Program takes aim at segregation
Published 8:41 pm Saturday, September 6, 2014
A transfer program Suffolk Public Schools has rolled out at the urging of the Justice Department to further desegregation has been taken up by 29 students.
At the start of the new school year, Pioneer Elementary School has 27 students participating in the Majority-to-Minority program and Booker T. Washington has two students, district spokeswoman Bethanne Bradshaw says.
The Justice Department urged adoption of the program after reviewing district officials’ early attendance-zone plans for the new Pioneer Elementary School.
A department attorney warned the plans would create a “racially identifiable white” Pioneer Elementary while increasing segregation at the existing black-majority schools from which it would draw.
The School Board approved a revised plan that added to Pioneer 16 students from Booker T. Washington Elementary and 23 from Elephant’s Fork Elementary, which officials indicated the Justice Department had approved of.
The board also agreed to the transfer program, giving students at a school where they are in the majority based on their race the option of attending a school where they would be in the minority.
Bradshaw says that if Majority-to-Minority students fill the 75 seats to increase Pioneer’s enrollment to 600 in the next three years, the school would be 32 percent black, 63 percent white and 5 percent “other.”
Southwestern Elementary School, which Pioneer replaced, was 23 percent black, 71 percent white and 6 percent “other” in 2013-2014, its final year of operation.
“In addition, the sending schools would experience some desegregation benefits,” Bradshaw stated.
Booker T. Washington is the only sending school for the current school year, but either Elephant’s Fork Elementary or Mack Benn Jr. Elementary will be added in 2015-2016 and Booker T Washington, Elephant’s Fork and Mack Benn Jr. elementary schools will all be sending schools for 2016-2017.
Comparing the district’s most recent ethnicity data to the Nansemond County School Board School Operation Plan for 1971-72, obtained from the Department of Justice under a Freedom of Information Act request, integration of schools has increased some over the past four decades.

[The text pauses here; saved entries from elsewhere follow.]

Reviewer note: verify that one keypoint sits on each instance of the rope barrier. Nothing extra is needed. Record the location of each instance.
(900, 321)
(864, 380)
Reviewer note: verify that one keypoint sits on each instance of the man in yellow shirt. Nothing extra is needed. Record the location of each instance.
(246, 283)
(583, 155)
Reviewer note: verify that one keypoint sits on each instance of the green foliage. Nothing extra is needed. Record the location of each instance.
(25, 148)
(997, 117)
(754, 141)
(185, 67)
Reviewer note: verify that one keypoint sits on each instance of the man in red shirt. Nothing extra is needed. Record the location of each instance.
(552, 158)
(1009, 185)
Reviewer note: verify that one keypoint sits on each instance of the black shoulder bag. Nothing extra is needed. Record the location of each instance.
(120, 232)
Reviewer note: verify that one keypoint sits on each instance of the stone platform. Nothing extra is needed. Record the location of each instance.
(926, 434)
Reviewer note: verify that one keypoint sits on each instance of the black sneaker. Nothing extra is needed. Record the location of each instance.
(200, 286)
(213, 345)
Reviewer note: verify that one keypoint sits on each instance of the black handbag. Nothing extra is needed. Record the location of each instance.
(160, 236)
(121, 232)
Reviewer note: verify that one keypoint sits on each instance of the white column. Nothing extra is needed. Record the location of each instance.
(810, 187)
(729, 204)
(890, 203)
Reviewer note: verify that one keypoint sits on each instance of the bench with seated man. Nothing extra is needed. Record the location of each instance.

In 1972, at least half of students were black at 94 percent of district schools. That ratio had fallen to 58 percent of district schools in 2013.
In 1971, the U.S. objected to the “continued operation of John F. Kennedy High School as a predominantly black high school” in contrast with the other two high schools. JFK in 1972 was 83-percent black, according to the board’s plan, while as a middle school in January 2013 it was 74 percent black.
The U.S. also objected to the complete lack of diversity at two East Suffolk elementary schools, one serving grades one through three and the other grades four through seven. Both schools were 100 percent black. As a comparable example in 2013, Booker T. Washington Elementary School was 89 percent black.
Almost 43 years after the U.S. Justice Department took the issue to court, Suffolk Public Schools is the only Virginia school district on the Justice Department’s “Open Desegregation Case List.”
The list includes 184 cases against school districts, only one of them north of the Mason-Dixon Line. With 44, Mississippi has the greatest number of open cases, followed by Alabama’s 43 and Georgia’s 35.